The EU AI Act: What it means for your documentation workload

On 2 August 2026, the EU AI Act’s main enforcement phase begins. For organisations developing or deploying AI systems in the European market, documentation is a legal requirement.

Here’s what it might mean to your workload.

Does it apply to you?

The Act applies to both providers and deployers

Providers are organisations that build AI systems and place them on the EU market under their own name. If your organisation makes software with AI features used by European customers, you’re a provider.

Deployers are organisations that use AI systems in the course of their work. If you use an AI-powered tool (a recruitment system, a customer service chatbot, a document review tool) in your internal processes, you may be a deployer.

Both roles carry documentation obligations.

A risk-based approach

The legislation dictates a sliding scale of obligations depending on the potential risk an AI application poses to human safety and fundamental rights.

Unacceptable risk (Banned)

Systems that threaten human safety or rights are strictly prohibited.

High risk

Systems used in critical infrastructure, healthcare, education, law enforcement, or HR (such as automated CV-scanning) require rigorous risk assessments, high-quality data governance, documentation, and continuous human oversight.

Limited/Transparency risk

AI systems interacting directly with humans (e.g., chatbots) or generating synthetic media (deepfakes) must clearly disclose that the content or interaction is AI-generated.

Minimal risk

The vast majority of AI systems (such as spam filters or AI-enabled video games) fall here and remain largely unregulated, with no mandatory compliance requirements.

Deadlines

The Digital Omnibus on AI is a European Union legislative package that amends and simplifies the EU AI Act. The Omnibus delays several high-risk compliance timelines to give businesses and developers more time to adapt.

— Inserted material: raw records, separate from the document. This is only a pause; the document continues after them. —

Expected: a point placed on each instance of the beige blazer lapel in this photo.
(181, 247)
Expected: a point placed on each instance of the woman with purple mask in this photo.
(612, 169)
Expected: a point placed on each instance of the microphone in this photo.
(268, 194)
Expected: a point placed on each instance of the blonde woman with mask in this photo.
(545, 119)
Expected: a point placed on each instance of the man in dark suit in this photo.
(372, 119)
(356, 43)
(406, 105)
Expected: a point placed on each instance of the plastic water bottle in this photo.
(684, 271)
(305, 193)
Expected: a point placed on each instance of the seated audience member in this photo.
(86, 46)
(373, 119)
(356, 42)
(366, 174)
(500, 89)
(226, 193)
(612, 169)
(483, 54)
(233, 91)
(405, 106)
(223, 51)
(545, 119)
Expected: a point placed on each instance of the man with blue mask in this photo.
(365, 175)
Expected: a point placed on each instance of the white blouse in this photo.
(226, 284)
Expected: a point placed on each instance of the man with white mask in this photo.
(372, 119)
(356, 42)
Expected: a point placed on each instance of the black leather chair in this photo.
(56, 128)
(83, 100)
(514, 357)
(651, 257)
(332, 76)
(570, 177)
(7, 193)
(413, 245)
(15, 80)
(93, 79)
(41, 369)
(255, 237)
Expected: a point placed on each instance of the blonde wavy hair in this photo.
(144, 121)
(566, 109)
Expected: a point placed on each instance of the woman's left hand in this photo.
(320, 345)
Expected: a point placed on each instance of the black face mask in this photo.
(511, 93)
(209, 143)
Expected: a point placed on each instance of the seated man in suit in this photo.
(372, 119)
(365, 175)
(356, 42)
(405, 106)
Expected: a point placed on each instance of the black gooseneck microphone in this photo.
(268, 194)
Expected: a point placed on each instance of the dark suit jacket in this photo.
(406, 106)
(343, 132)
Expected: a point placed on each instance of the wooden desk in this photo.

Deadlines for stand-alone Annex III systems (such as HR or education AI tools) have been deferred to December 2, 2027, while embedded product software under Annex I moves to August 2, 2028.

This documentation must be drawn up before the system is placed on the market or put into service, and kept up to date throughout its lifetime. It must be retained for ten years after the system is placed on the market.

What documents are required?

For high-risk systems, the Act specifies nine categories of technical documentation under Annex IV. As a technical writer, these will look familiar, but the framing is new:

  • A general description of the system
    • What it does, its intended purpose, what hardware it runs on, how it interacts with other systems
  • A detailed account of the development process
    • Design specifications, data governance, training data origin, labelling procedures, and testing methods
  • Monitoring, control, and human oversight mechanisms
    • Who can override the system, and how
  • Performance metrics and how they were validated
  • A risk management log, covering known risks, mitigations, and residual risks.
    • This must be maintained continuously.
  • A record of changes throughout the system’s lifecycle, including any modifications that may affect compliance
  • An EU Declaration of Conformity
  • A aftermarket monitoring plan

The three most common gaps

According to Ferndesk, there are three common areas where documentation teams most often find they’re starting from scratch.

Data provenance

The Act requires detailed documentation of training data origin, selection criteria, labelling procedures, and cleaning methods.

Living documentation

Several sections explicitly require ongoing maintenance. Treating documentation as a one-time deliverable is a compliance risk. A static PDF from six months ago is unlikely to be compliant.

Evidence, not assertion

Regulators look for verifiable information: actual test results that influenced design decisions, genuine risk assessments, real audit logs. Assertions without evidence will not pass conformity assessment.

It preserves design decisions that might otherwise exist only in individual team members’ heads, provides a baseline against which to evaluate whether system modifications are substantial enough to require a new conformity assessment, and enables faster root-cause analysis when issues arise in production.

What this means for technical writers

The documentation has to exist. Someone has to write it well. For technical writers who want to make the case for their value in organisations developing AI products, the EU AI Act is a strong argument.